There are two types of panic in marketing ops:
- The “Why isn’t the email going out?” kind
- The “The board meeting is in 15 minutes and we need pipeline numbers by segment” kind
Both are survivable. But only if you’re ready.
Welcome to your MOPs Emergency Kit — a curated list of the reports, resources, templates, and sanity-saving shortcuts that’ll keep you from scrambling every time someone slacks a “quick question!”
The Source of Truth Dashboards
You need at least two go-to dashboards:
- Funnel Performance — showing lead volume, MQLs, SQLs, and conversions over time
- Campaign Influence / Attribution — whether it’s Marketo Measure, SFDC Campaigns, or your spreadsheet of truth
Pro tip: Save a filtered version for execs and another with all the gritty detail for yourself.
A Lead Routing Rules Cheat Sheet
- If someone asks, “Why did this lead go to X rep?” you should be able to pull up:
- The current routing logic includes a list of owned territories / round robins/segment rules, etc.
- Last record update date + owner
*You get bonus points if it’s in a shared doc that isn’t living in someone’s head or buried in Salesforce Flow Builder.
A Test Record Arsenal
Keep at least one test record for each scenario below:
- Lifecycle path: Funnel stages, definitions, and diagram.
- Lead source values and processes
- Lead Scoring scenario
- Program type (especially for webinars and high-volume form fills)
The goal here is for you to simulate the desired outcome, without breaking any automation or processing — that way, when you get the inevitable last-minute request, ‘Just run a quick test’ 5 minutes before the campaign goes live, you are prepared.
Field Mapping Documentation
This one saves you time more often than you’d think.
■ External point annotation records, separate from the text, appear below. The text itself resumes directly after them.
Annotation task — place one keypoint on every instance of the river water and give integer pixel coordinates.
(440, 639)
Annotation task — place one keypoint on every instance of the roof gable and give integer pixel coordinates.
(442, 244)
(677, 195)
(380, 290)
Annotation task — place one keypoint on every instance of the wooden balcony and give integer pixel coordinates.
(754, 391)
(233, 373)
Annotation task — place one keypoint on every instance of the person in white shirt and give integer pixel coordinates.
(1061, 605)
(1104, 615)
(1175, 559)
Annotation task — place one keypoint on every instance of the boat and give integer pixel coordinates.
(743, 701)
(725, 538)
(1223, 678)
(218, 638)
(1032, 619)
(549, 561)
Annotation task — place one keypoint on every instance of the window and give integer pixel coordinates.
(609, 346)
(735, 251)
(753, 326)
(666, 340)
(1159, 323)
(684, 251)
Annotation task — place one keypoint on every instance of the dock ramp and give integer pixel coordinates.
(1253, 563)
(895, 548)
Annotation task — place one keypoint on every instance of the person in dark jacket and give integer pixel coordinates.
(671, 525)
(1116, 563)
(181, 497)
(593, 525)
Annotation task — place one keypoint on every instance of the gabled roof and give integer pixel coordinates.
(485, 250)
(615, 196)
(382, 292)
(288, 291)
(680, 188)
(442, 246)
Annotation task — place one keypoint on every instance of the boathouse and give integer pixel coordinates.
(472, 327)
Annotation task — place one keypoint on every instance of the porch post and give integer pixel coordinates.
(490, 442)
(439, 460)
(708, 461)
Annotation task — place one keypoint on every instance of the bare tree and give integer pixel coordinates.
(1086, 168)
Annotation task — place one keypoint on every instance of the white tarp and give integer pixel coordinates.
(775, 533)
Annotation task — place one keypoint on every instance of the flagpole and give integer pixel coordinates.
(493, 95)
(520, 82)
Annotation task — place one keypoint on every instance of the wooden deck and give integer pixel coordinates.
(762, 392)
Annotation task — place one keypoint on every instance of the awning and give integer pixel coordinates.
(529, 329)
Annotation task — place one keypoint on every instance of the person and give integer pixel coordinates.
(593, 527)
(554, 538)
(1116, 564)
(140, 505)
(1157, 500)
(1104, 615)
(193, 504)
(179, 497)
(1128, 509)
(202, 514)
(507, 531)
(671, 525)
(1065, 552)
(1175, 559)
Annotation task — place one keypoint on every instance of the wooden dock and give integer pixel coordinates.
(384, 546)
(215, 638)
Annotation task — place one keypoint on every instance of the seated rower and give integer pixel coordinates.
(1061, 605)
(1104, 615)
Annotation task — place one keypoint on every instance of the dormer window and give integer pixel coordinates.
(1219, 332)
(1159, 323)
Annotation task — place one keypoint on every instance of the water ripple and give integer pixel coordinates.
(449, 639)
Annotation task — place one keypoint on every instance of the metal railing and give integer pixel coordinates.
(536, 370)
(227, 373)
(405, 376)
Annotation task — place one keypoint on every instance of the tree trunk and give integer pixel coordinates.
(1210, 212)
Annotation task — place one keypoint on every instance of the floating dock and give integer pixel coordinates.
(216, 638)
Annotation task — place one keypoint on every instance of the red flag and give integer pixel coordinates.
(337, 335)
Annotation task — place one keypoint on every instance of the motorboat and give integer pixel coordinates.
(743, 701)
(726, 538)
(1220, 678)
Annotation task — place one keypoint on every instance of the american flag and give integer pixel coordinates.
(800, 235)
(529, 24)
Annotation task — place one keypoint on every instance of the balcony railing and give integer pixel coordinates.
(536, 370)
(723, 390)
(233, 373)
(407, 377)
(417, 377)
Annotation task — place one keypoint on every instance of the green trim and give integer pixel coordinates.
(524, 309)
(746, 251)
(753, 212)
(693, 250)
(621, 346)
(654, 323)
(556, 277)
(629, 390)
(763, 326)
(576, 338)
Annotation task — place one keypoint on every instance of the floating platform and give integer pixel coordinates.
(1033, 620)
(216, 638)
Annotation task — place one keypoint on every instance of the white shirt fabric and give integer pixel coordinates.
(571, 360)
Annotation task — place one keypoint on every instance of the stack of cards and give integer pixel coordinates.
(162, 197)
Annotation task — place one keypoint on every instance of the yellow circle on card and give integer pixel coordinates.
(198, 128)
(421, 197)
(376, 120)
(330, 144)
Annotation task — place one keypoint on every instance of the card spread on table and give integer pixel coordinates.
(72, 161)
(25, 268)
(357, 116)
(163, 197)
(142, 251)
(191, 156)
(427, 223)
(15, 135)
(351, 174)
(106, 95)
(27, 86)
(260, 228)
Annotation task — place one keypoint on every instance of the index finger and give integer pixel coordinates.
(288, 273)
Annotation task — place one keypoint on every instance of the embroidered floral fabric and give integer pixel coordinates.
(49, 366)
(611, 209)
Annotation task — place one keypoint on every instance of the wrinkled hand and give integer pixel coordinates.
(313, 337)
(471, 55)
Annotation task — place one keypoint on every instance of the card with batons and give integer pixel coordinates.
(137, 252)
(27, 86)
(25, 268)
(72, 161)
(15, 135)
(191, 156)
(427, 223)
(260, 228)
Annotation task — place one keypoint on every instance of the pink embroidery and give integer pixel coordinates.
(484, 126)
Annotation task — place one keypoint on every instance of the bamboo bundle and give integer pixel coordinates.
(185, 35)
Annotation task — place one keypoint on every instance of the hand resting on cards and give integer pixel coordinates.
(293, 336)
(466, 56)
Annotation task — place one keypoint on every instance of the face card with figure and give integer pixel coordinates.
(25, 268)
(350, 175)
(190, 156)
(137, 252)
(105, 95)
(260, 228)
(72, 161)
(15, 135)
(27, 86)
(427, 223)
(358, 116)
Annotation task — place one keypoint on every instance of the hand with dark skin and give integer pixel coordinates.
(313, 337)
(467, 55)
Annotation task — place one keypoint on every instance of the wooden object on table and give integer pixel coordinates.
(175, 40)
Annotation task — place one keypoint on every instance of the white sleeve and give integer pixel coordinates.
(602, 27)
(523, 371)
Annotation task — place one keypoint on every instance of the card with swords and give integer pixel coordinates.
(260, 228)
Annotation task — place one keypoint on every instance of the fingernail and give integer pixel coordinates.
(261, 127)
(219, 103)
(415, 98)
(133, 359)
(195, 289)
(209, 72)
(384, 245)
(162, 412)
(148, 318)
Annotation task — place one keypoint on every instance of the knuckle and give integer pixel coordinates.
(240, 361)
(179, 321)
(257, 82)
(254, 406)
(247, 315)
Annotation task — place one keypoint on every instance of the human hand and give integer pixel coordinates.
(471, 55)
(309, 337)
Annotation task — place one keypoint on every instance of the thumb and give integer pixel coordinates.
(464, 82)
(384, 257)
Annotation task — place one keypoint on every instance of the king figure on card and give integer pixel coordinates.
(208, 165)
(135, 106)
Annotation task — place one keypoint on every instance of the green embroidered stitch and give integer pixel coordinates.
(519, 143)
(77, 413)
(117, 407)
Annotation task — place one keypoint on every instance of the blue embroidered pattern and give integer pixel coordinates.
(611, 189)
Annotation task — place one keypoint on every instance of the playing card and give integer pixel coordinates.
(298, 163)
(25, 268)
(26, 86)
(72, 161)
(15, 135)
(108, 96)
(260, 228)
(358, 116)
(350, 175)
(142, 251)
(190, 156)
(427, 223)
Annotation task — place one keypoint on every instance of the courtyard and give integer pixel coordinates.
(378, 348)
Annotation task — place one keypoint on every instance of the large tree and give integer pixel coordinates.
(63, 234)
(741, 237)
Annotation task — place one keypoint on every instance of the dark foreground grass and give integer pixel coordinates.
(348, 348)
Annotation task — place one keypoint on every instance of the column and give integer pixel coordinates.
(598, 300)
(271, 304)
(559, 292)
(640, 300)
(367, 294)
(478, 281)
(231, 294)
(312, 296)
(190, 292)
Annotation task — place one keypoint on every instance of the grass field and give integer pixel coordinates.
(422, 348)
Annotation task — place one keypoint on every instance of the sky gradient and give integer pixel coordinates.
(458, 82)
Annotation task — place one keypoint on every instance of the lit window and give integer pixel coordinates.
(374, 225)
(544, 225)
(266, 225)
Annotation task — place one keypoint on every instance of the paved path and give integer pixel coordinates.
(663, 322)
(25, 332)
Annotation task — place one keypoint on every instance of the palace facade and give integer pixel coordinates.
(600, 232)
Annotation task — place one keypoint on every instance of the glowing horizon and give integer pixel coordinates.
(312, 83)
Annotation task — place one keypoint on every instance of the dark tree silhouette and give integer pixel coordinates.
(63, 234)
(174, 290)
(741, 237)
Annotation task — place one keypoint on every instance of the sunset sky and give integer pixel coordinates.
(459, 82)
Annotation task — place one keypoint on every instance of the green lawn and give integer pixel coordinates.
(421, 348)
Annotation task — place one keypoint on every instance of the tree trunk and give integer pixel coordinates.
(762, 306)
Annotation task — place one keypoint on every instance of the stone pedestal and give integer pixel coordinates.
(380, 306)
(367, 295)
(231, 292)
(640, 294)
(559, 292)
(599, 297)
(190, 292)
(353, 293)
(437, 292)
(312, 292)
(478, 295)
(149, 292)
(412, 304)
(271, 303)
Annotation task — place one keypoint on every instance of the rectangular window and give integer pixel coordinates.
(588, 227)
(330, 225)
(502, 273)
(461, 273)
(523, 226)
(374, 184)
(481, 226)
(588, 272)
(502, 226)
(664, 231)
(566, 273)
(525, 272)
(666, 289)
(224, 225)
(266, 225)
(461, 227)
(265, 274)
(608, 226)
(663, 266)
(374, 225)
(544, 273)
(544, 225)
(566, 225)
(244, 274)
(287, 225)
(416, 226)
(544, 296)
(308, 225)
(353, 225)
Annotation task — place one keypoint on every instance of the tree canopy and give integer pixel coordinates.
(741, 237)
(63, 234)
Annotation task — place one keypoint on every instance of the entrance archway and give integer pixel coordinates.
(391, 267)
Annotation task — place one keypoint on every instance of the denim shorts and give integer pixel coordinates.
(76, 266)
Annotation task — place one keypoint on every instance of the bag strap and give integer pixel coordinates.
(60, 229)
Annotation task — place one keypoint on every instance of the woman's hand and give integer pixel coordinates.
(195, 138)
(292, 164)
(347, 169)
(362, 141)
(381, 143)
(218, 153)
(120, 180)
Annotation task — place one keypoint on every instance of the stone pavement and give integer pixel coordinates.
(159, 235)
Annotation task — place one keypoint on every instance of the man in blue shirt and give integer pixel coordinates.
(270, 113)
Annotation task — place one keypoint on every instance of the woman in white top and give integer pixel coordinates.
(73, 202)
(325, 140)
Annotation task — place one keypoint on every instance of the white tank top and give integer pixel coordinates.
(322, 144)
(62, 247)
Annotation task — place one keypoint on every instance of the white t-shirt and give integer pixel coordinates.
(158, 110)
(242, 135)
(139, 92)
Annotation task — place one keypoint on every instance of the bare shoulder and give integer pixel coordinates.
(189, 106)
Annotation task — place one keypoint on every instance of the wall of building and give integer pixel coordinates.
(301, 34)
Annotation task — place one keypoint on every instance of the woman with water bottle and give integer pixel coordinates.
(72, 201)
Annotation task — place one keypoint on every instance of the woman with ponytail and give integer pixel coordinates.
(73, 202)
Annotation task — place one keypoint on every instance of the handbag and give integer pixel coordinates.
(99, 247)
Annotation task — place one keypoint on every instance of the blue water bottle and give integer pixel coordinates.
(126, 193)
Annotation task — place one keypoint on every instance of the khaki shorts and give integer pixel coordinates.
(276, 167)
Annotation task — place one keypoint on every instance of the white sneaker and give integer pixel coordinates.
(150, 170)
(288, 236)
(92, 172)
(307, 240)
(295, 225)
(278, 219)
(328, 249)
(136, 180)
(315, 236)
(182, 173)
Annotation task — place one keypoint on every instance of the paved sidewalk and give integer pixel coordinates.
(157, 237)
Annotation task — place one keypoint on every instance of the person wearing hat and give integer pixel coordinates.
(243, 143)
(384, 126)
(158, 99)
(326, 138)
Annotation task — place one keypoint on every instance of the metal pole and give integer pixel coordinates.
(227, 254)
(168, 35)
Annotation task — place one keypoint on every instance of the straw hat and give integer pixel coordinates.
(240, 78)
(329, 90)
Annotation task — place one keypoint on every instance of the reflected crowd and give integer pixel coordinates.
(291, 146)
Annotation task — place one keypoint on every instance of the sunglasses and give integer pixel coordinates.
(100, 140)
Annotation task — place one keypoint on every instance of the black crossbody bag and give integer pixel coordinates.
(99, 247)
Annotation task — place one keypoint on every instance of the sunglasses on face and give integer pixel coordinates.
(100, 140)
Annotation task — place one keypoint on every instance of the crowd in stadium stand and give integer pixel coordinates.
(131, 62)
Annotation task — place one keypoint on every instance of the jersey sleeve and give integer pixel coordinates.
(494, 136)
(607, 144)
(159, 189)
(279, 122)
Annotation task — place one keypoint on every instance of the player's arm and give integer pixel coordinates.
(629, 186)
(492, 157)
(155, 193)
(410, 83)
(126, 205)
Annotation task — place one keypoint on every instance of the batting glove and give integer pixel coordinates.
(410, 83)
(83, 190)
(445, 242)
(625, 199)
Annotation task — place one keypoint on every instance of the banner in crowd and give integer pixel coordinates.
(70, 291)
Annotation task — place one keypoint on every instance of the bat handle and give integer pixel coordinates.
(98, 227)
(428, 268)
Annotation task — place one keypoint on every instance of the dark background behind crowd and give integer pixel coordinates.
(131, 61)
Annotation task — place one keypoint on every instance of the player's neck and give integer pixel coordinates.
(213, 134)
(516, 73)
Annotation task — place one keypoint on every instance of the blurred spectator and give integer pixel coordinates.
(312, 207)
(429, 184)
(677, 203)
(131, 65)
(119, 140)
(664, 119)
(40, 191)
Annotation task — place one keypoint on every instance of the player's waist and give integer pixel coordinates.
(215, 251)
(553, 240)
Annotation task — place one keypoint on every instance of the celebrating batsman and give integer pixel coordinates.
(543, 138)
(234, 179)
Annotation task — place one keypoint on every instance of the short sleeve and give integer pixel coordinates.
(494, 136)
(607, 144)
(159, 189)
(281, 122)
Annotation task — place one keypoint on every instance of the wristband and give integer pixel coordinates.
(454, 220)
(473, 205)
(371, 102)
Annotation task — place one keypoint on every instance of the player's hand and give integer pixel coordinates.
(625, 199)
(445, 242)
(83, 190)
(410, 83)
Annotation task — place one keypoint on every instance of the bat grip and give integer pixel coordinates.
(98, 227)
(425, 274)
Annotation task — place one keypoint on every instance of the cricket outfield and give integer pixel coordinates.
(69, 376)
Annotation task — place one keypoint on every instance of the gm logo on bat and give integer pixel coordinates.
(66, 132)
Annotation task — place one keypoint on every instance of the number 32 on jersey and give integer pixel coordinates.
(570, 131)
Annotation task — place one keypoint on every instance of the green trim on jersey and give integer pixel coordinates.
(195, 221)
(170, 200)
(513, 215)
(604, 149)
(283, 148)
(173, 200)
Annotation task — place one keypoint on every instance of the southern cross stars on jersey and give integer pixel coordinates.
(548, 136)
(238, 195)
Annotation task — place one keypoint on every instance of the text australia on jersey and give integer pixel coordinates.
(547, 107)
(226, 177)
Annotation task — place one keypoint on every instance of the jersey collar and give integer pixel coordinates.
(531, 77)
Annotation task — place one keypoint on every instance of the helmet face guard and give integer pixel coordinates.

Have a spreadsheet that contains:
- Field definitions: What each core field is used for in the relevant system.
- System of record: Which platform the field(s) were created in (Marketo, SFDC, HubSpot, Account Engagement, Marketing Cloud, DCRM etc.)
- Systems Sync Rules: Field rules and overwrite logic as it relates to the system(s).
- Standard Values: Global Pickist options, or default values, multi-select picklist options etc.
Because nothing ruins your Friday like finding out a field didn’t sync again and no one knows why, and leads are not routing to sales.
A Clean List of UTM Definitions
Every campaign uses UTMs. Few track them well. Keep a shared doc with:
- Standard UTM parameters and definitions
- What each value should look like (no more “utm_medium=email blast 3 final”)
- Where do they populate (hidden fields? manual tagging? API injection?)
This one’s also your best friend when attribution conversations get heated.
A Lead Lifecycle Flowchart
Don’t make people guess. Keep a visual map of your current funnel stages:
- What triggers each transition
- Where scoring, routing, and alerts fit in
- What sales sees vs. what marketing sees
It’s way easier to justify scoring thresholds and SLAs when you can point to a diagram—visual learning at its best.
A ‘Break Glass in Case of Panic’ Report Folder
Inside your reporting tool of choice (we recommend Salesforce dashboards), have a saved folder with:
- MQLs by week/month/quarter
- Program performance by channel
- Campaign influenced by opportunity
- Net new names by lead source
- Accounts by Owner
Because when leadership needs a number fast, you’ll look like a magician — not someone frantically VLOOKUP-ing in Google Sheets.
Final Thoughts: Ops Preparedness is a Power Move
You don’t need to solve everything in real-time. You just need to be ready.
Think of this emergency kit as your version of keeping a granola bar and phone charger in your bag — it’s not glamorous, but it saves you from hangry chaos when it counts.
And in marketing ops, being calm under fire is 75% of the job.
FAQ
What are the two dashboards every marketing ops pro should have on hand?
A Funnel Performance dashboard showing lead volume, MQLs, SQLs, and conversions over time, and a Campaign Influence/Attribution dashboard — whether built in Marketo Measure, Salesforce Campaigns, or a spreadsheet.
Why is a Lead Routing Rules Cheat Sheet so important? A: When someone asks why a lead went to a specific rep, you need to be able to quickly pull up the current routing logic, territory and round-robin rules, and the last record update date and owner — ideally from a shared doc rather than something buried in Salesforce Flow Builder or stuck in someone’s head.
What should be included in Field Mapping Documentation?
The documentation should cover field definitions (what each core field is used for), the system of record where fields were created, sync rules and overwrite logic between platforms, and standard values like picklist options and defaults. This prevents situations where fields fail to sync and no one knows why.
What goes into a “Break Glass in Case of Panic” report folder? A saved folder in your reporting tool should contain MQLs by week/month/quarter, program performance by channel, campaign influenced by opportunity, net new names by lead source, and accounts by owner — so when leadership needs a number fast, you’re ready instantly.